Emanet Şehir’de 1940’lı yılları seçmenizin belli bir
nedeni var mı, sizce Ankara’yı o yıllarda özel kılan nedir?
Dumankara, 1916 Yangını ile
başlar, o da bir tercih. 1923 sonrasında Ankara bir vitrin şehir olarak
tasarlanır, cumhuriyete model olması için uğraşılır. İstanbul’a alternatif
olacak yeni bir şehir olsun isteniyordur. 1950 ile birlikte bu uğraştan
vazgeçilir ve İstanbul yeniden öne çıkar. Emanet Şehir, tam bu değişim anında
geçiyor. Bir tür hayal kırıklığı, bir başarısızlık hissi ve değişim arifesinde
geçiyor veya.
Uzak Şehir’de bu sefer karşımıza Alevi –solcu bir mahalle
de yaşayan, silik bir kenar mahalle delikanlısını başkahraman olarak görüyoruz.

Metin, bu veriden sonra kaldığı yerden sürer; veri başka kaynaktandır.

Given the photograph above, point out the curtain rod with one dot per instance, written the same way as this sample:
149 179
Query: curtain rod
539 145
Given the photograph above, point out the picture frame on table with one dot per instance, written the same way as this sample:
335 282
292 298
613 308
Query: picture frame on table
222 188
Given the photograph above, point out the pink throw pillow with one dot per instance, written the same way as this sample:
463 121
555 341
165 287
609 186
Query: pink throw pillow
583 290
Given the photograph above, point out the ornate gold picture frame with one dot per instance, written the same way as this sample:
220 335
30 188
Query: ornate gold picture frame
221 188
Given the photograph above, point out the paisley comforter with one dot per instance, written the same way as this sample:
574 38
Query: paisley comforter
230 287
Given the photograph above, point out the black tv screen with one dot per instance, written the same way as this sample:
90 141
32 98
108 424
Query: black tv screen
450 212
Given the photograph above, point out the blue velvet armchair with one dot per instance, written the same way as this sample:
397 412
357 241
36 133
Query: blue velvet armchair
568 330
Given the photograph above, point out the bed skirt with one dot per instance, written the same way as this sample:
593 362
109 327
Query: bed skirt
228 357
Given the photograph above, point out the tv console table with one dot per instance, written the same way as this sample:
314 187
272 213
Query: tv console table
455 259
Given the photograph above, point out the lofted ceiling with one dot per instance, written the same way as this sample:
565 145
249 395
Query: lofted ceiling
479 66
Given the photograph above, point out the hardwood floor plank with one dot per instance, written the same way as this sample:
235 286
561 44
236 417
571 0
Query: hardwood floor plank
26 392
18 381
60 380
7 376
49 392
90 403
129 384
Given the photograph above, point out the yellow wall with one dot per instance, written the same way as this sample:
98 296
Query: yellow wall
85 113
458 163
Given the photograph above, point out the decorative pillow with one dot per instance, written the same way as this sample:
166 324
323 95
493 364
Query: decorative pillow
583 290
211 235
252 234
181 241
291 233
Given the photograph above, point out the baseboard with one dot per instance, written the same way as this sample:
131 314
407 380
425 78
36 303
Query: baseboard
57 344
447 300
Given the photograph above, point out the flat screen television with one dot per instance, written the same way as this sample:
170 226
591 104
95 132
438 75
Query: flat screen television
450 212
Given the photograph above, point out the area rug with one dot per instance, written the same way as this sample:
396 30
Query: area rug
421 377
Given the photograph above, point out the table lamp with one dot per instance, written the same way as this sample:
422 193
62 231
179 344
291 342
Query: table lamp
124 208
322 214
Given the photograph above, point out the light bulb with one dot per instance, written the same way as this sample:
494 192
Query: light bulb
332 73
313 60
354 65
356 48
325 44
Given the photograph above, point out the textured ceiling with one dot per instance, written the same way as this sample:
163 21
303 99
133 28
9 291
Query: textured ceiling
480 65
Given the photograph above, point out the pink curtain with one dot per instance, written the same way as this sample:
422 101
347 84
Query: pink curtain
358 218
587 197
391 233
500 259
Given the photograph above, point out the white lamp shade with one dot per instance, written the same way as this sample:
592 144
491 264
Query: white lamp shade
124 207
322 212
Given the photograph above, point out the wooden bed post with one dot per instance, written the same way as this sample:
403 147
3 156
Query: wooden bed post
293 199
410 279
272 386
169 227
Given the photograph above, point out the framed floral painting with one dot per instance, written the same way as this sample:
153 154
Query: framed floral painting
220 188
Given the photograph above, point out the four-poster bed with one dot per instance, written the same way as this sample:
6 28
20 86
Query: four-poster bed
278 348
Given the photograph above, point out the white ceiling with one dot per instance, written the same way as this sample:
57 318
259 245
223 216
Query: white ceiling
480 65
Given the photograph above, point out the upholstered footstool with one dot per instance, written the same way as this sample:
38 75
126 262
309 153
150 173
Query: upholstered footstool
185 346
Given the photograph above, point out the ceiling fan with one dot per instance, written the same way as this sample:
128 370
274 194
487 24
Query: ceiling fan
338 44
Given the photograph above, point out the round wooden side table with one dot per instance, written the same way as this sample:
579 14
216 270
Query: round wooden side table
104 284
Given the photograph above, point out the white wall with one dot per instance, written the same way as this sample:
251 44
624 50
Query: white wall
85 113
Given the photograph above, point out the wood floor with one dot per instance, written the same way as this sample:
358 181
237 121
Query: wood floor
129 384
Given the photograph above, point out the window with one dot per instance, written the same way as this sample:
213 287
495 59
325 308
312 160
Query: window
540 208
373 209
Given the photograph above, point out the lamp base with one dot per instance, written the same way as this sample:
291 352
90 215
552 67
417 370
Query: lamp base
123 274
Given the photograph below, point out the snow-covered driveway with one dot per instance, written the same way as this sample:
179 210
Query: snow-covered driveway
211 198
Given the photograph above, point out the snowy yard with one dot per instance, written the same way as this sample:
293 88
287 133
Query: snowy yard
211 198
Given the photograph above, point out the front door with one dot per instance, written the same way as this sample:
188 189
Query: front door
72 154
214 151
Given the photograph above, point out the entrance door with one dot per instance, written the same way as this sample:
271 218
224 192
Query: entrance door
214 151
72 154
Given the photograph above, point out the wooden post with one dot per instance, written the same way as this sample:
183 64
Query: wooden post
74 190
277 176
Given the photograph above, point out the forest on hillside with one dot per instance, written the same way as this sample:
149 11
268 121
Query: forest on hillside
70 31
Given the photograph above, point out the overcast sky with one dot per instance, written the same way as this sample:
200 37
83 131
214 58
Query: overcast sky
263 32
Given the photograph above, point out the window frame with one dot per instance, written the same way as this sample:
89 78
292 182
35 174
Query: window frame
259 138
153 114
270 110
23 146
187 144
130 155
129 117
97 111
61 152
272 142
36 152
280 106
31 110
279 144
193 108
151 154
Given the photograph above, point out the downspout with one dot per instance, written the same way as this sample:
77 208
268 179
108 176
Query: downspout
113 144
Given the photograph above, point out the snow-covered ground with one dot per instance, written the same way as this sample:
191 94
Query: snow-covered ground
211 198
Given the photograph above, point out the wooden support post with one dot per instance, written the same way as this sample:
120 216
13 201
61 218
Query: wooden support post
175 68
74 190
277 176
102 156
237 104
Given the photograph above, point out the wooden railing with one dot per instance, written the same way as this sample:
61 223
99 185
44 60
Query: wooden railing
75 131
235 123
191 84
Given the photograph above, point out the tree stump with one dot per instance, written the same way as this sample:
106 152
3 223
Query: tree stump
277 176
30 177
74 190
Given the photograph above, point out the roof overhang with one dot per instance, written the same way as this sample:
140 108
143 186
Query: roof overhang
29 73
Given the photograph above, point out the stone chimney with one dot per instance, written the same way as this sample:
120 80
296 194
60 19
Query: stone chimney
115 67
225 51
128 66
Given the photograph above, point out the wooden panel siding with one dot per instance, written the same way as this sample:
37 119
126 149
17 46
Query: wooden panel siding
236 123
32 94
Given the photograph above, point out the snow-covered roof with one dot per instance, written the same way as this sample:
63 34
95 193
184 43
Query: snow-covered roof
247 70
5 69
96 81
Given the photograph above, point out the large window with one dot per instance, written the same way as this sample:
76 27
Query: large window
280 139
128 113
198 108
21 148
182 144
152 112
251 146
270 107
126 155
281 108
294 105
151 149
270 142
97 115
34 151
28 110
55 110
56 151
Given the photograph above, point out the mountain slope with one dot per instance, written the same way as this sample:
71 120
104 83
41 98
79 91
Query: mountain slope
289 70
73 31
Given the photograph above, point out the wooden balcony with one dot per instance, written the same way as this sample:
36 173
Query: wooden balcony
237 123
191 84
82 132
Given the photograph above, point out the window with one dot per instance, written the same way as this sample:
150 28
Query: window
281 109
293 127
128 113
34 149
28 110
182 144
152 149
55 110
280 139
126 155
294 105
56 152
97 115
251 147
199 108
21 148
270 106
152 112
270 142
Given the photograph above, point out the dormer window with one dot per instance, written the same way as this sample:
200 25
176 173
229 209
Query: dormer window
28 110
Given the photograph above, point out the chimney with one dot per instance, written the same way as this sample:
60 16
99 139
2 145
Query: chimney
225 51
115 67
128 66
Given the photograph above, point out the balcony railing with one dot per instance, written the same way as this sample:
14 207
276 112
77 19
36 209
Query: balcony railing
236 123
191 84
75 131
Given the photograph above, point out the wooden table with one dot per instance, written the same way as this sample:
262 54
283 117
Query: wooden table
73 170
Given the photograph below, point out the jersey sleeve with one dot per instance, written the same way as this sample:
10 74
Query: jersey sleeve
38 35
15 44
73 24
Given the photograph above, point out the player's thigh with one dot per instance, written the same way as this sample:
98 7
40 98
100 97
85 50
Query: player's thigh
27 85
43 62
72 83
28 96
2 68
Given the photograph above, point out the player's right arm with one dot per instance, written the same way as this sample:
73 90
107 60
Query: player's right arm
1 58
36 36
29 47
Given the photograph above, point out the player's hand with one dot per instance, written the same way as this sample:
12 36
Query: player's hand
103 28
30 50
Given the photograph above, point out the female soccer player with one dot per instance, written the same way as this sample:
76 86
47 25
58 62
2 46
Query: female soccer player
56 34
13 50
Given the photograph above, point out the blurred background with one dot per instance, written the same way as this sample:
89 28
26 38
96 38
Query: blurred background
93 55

Bu kara hikâyenin kahramanı için neden böyle bir çevre seçtiniz?
Bu bir suç hikâyesi.
Türkiye’de yoksul bölgeler sanılanın aksine iktidar partilerine destek
verirler. Muhalif bir mahalleyi arkaplan olarak kullanmak istiyordum, bu
sebeple böyle bir tercihte bulundum. Üstelik, kahramanlardan birinin vicdani
bir huzursuzluk yaşaması için de bu türden bir gerginlik gerekiyordu.
Ankara üçlemesi özellikle Ankaralılar tarafından çok
beğenildi. Başka grafik roman projeleriniz var mı? Varsa, içerikleri ve
kimlerle çalıştığınız hakkında biraz bahsedebilir misiniz?
Evet var, iki ayrı çalışma
daha sürdürüyorum. Aslında ikisi de tarihi çalışmalar ya da en azından o
biçimde tarif edilebilirler. Biri Sefa Sofuoğlu ile birlikte hazırladığımız,
1951. İsminden de anlaşılabileceği gibi o yıl içinde bir siyasi hikâye. Diğeri,
Taner Duran’la yaptığımız, 1930’larda geçen bir kabadayı hikâyesi. Yine bir
dönem panoraması, siyasi itişmeler, suç dünyasına ilişkin ayrıntılar vs
Aylık çizgi roman dergisi Hortlak yolda. Çizgi roman “All
Stars” denilecek bir ekipten oluşuyor kadro. Nasıl ortaya çıktı, size teklif
nasıl geldi, orada neler yazacaksınız? Biraz bahsedebilir misiniz?
Uykusuz yeni bir çizgi roman
dergisi çıkartmak istiyordu, benden de çizgi roman hakkında yazılar yazmamı
istediler. İki nedenle çekincem vardı, biri ben genel olarak mizah
dergilerinden uzak duruyordum, haklarında yazı yazdığım için bir mesafem olsun
istiyordum. İkincisi, benden istenen yazılar, böyle bir dergiye uygun
olmayabilirdi. Hem konuştuk, hem de ben düşündüm. Bakalım, en azından
başlangıçta bir katkım olacak, sonra ne olur ben de bilmiyorum.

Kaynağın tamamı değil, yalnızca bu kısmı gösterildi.